Eigentlich ist Atiwa insgesamt wenig stressig. Ich würde dem Aufdruck Kennerspiel auf der Schachtel durchaus zustimmen, denn ein komplexes Expertenspiel ist Atiwa nicht. Jeder versucht zuerst das beliebteste Aktionsfeld zu besetzen und baut dabei seine Region aus. Dabei gehen fast alle am Tisch immer recht gleichmäßig vor, Extrem-Strategien konnte ich bisher noch nicht beobachten. Ich habe es ein- oder zweimal probiert, aber dann müssen genau die richtigen Landschaften kommen und es muss auf viele Boni verzichten werden.
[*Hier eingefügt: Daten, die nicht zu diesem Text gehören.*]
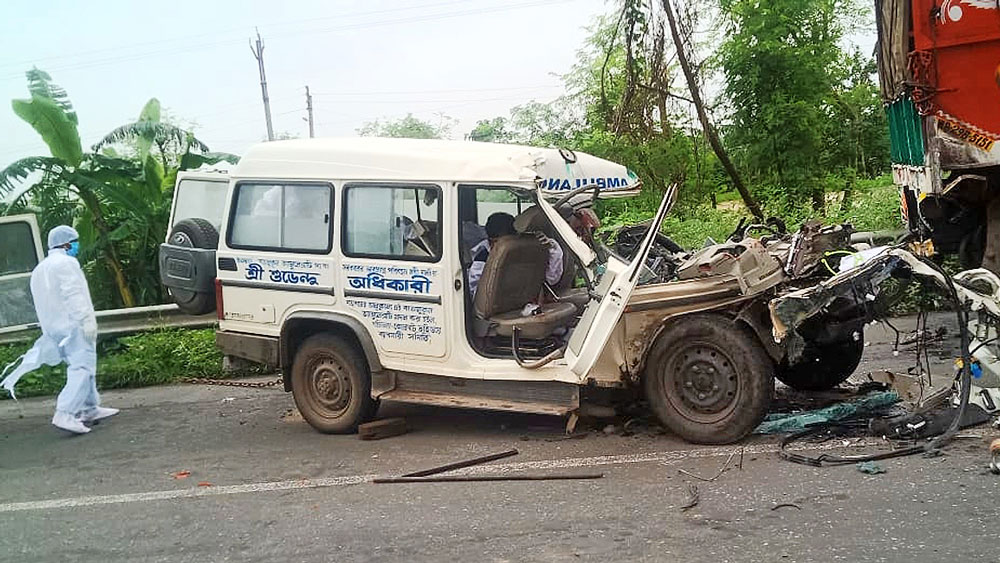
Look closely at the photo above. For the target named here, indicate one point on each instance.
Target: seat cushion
(513, 275)
(551, 317)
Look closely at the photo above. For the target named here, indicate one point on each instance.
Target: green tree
(780, 62)
(491, 131)
(409, 127)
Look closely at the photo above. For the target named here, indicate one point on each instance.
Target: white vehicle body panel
(413, 310)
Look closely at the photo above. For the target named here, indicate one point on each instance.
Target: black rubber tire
(331, 385)
(734, 394)
(825, 367)
(194, 233)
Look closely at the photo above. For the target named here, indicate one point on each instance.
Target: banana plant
(120, 203)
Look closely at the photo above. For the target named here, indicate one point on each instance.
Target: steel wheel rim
(180, 238)
(701, 382)
(329, 387)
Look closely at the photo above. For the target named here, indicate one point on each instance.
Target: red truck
(939, 70)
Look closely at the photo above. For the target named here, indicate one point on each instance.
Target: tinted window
(490, 201)
(289, 217)
(392, 222)
(17, 248)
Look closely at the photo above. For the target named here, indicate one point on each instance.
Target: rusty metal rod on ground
(461, 464)
(473, 478)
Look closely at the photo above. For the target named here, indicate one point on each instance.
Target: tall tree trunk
(117, 270)
(713, 137)
(848, 200)
(819, 199)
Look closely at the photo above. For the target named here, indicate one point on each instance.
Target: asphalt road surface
(264, 487)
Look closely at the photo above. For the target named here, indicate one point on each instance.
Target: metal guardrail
(118, 322)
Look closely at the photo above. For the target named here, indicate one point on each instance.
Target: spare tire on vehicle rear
(194, 233)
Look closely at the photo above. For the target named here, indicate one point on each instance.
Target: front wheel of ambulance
(331, 385)
(708, 379)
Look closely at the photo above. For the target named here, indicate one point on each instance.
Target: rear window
(17, 248)
(282, 217)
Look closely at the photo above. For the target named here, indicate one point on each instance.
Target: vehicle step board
(545, 397)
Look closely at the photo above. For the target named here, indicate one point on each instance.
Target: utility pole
(706, 124)
(258, 53)
(312, 132)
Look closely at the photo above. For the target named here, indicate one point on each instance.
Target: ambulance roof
(430, 160)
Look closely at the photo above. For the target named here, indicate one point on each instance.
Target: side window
(201, 199)
(18, 248)
(289, 217)
(490, 201)
(392, 221)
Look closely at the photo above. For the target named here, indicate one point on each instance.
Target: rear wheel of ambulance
(331, 385)
(708, 379)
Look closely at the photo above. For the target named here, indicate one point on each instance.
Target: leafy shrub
(150, 358)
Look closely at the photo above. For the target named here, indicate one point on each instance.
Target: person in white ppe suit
(69, 333)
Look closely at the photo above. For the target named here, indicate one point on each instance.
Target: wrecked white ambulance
(345, 263)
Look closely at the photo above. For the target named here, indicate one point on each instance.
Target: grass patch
(151, 358)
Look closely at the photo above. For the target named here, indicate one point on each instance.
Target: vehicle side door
(393, 272)
(20, 251)
(615, 281)
(276, 255)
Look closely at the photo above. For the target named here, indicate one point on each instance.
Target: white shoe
(69, 423)
(98, 413)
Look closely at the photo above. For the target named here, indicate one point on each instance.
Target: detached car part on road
(345, 263)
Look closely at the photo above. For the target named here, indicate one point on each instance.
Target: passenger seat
(513, 277)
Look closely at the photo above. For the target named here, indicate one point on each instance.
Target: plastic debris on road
(873, 403)
(870, 467)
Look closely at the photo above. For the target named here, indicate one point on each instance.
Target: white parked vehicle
(344, 262)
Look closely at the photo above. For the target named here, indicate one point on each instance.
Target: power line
(216, 33)
(401, 92)
(301, 33)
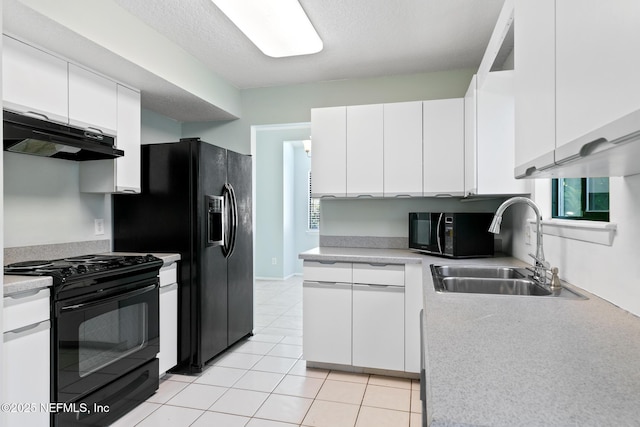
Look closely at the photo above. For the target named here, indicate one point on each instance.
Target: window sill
(601, 233)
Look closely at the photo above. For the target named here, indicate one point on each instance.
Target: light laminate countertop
(499, 360)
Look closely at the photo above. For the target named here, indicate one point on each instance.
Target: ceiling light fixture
(278, 28)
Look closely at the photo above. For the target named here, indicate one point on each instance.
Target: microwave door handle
(439, 233)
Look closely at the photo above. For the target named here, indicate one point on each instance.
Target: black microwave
(454, 235)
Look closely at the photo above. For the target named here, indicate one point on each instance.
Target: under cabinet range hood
(30, 135)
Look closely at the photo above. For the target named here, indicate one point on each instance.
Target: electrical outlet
(98, 225)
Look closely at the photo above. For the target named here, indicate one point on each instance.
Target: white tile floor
(264, 382)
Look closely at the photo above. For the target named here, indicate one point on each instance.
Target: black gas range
(104, 335)
(84, 274)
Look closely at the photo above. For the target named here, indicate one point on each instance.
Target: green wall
(292, 104)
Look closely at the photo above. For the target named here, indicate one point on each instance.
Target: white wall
(610, 272)
(288, 210)
(158, 128)
(43, 203)
(42, 199)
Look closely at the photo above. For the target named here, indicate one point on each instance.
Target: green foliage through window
(581, 198)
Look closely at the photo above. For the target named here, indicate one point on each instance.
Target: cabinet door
(597, 66)
(26, 372)
(121, 175)
(378, 326)
(534, 85)
(413, 303)
(443, 133)
(128, 139)
(92, 101)
(495, 139)
(327, 322)
(403, 149)
(34, 81)
(168, 355)
(365, 150)
(329, 152)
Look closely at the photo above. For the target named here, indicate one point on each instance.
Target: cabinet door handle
(590, 147)
(38, 115)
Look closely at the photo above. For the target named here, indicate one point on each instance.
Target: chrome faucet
(540, 266)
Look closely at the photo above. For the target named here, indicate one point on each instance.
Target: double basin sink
(497, 280)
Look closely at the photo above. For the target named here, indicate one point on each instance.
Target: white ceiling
(362, 38)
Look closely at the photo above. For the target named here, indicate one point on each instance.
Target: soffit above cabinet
(161, 84)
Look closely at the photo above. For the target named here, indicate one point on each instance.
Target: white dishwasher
(26, 358)
(168, 355)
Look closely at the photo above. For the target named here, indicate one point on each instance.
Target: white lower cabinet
(26, 358)
(327, 322)
(378, 326)
(168, 355)
(357, 314)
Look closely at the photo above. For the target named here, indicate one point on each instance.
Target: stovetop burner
(84, 271)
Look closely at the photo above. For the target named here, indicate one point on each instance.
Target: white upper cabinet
(365, 150)
(34, 81)
(535, 99)
(470, 175)
(121, 175)
(578, 106)
(329, 152)
(597, 65)
(403, 149)
(380, 150)
(443, 133)
(492, 171)
(92, 101)
(128, 139)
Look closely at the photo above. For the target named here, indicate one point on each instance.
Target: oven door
(426, 232)
(101, 337)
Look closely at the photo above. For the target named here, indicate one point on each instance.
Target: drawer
(379, 274)
(25, 308)
(169, 274)
(318, 271)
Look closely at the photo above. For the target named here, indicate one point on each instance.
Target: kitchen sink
(477, 271)
(506, 286)
(497, 280)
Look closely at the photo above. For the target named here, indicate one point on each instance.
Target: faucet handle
(541, 262)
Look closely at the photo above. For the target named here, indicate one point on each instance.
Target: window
(314, 210)
(581, 198)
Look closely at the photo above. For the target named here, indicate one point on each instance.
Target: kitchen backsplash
(364, 242)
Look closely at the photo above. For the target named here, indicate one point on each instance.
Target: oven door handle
(117, 297)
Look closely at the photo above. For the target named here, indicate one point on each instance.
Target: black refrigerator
(196, 201)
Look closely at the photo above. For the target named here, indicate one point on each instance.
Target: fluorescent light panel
(278, 28)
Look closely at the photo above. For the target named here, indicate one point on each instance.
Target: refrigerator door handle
(230, 237)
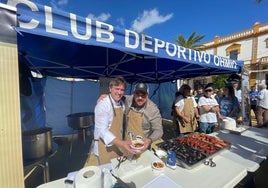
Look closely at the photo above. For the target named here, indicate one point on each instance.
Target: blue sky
(167, 19)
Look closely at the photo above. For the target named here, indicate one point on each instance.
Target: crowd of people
(204, 108)
(117, 115)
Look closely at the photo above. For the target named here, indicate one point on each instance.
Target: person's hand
(125, 145)
(221, 117)
(186, 119)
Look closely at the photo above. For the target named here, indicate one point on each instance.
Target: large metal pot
(80, 120)
(37, 143)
Ich konnte bisher nicht sehen, wie ich sinnvoll z.B. nur Flughunde sammeln kann, um diese als Hauptquelle für meine Punkte zu nutzen.
Auch wenn sich Atiwa durch ständige Boni recht belohnend anfühlt, vermisse ich trotz der zufälligen Landschaften Abwechslung zwischen den Partien. Ich habe nicht das Gefühl, das Spiel besser zu beherrschen oder neuen Situationen gegenüber zu stehen. Ich versuche immer das Beste aus der gegebenen Situation zu machen und dies ist dann doch, den Hinweisen zur Vermehrung zu folgen.
Fazit: Atiwa ist von der Komplexität noch im Kennerspielbereich angesiedelt. Es ist recht belohnend, seine kleine Region zu verwalten und ständig etwas geschenkt zu bekommen. Leider hat sich Atiwa für mich schnell abgespielt, da es nicht so viel Abwechslung zwischen den Partien gibt. So sinkt der Langzeitreiz für mich dann von einer zunächst guten 7 nach kürzerer Zeit auf schließlich 6 Kultpunkte.
KULTFAKTOR: 6/10
Spielidee: 7/10
Ausstattung: 7/10
Spielablauf: 7/10
EUER REZENSENT
LUTZ
Wahl-Niederländer, Elektrochemiker, Zuvielspieler, Rätselenthusiast
Eine Rezension vom 07.03.2023
Dieser Spieletest wurde unterstützt durch ein Rezensionsexemplar.